Just curious to know which is this cichlid:


----------



## GoofBoy (Jul 3, 2007)

An artists enhancement of Aulonocara jacobfreibergi "Eureka" would be my guess.

But definitely an emhancement of a peacock - once you start photo-shopping it really could be one of many.


----------



## n00pster (May 14, 2010)

oh I didnt think of photo-shop.. it looks too good to be real anyway..


----------



## GoofBoy (Jul 3, 2007)

Look here at the 7th photo of the *Images:* dropdown, Titled "Subdult male" for what they really look like - still not bad, eh?


----------



## n00pster (May 14, 2010)

wow... Its tickling my aesthetic nerve..  Now I know what to get for my next tank..  b/w I haven't finished stocking my first one..


----------



## GoofBoy (Jul 3, 2007)

> 55g - 3 yellow labs, 6 maingano, 1f acei, 1f kenyi


More 3 Labs and 3 more Acei and lose the kenyi and you will be golden.
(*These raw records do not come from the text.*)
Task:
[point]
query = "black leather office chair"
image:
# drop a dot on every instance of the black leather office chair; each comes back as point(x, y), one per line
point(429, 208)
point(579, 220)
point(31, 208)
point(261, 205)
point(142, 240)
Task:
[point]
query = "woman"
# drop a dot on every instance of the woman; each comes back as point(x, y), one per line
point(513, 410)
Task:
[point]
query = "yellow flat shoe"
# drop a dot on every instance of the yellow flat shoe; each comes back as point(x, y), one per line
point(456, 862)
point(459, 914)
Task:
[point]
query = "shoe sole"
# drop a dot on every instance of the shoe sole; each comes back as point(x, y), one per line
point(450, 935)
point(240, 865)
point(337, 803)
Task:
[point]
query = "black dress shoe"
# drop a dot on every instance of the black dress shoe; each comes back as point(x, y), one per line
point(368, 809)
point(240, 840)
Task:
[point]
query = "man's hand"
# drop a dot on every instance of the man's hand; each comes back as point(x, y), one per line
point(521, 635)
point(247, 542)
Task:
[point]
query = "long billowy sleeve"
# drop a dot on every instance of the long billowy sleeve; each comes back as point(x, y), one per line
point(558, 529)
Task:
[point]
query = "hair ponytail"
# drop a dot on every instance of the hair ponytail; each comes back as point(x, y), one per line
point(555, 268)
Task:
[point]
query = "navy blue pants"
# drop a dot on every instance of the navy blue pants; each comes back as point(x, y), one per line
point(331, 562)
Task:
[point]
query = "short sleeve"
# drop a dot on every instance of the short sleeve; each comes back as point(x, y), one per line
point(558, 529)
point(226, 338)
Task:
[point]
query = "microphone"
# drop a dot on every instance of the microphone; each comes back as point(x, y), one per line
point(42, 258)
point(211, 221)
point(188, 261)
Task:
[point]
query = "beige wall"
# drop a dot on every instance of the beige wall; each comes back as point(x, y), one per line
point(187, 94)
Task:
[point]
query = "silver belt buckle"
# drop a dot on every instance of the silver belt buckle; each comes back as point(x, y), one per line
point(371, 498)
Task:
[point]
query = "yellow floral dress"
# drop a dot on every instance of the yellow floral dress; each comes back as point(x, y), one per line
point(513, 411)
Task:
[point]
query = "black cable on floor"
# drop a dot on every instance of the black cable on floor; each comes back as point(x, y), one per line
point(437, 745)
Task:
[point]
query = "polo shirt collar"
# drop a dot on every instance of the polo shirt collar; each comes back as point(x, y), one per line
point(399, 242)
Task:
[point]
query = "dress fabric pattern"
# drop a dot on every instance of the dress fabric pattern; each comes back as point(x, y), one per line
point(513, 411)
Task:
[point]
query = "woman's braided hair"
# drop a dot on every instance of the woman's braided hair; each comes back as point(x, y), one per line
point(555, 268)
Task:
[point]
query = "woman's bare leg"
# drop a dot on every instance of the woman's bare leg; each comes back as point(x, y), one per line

Though you could add 3 more maingano and get rid of any male trouble makers as they appear to end up with a good male:female ratio for them 1male:4+females.

It would be a great tank.

You do not want to do one of this and one of that with mbuna - in 8 months or so things completely blow up - many of us have done it. BTW, The Yellow labs are much more fun when there are at least 6 of them.

Good Luck.


----------



## n00pster (May 14, 2010)

GoofBoy said:


> More 3 Labs and 3 more Acei and lose the kenyi and you will be golden. Though you could add 3 more maingano and get rid of any male trouble makers as they appear to end up with a good male:female ratio for them 1male:4+females.


Thank you for the stocking advice. That is exactly what I am planning to do.  Except I am still debating with myself whether to return the kenyi or leave it alone to see how things turn out. My kenyi is a female and is docile. So she does not fight for territory. Also she is very intelligent and tame. She comes very close to my hand and plays around when I clean the tank. hmm.. :-?


----------



## n00pster (May 14, 2010)

ha I found it. 










I think it is this : Aulonocara maleri "Chidunga Rocks"
http://www.cichlid-forum.com/tradingpost/detail.php?id=27372


----------



## Fogelhund (Dec 3, 2002)

n00pster said:


> ha I found it.
> 
> 
> 
> ...


Nope... it is a jacobfriebergi type... note the difference in colour in the dorsal fin.


----------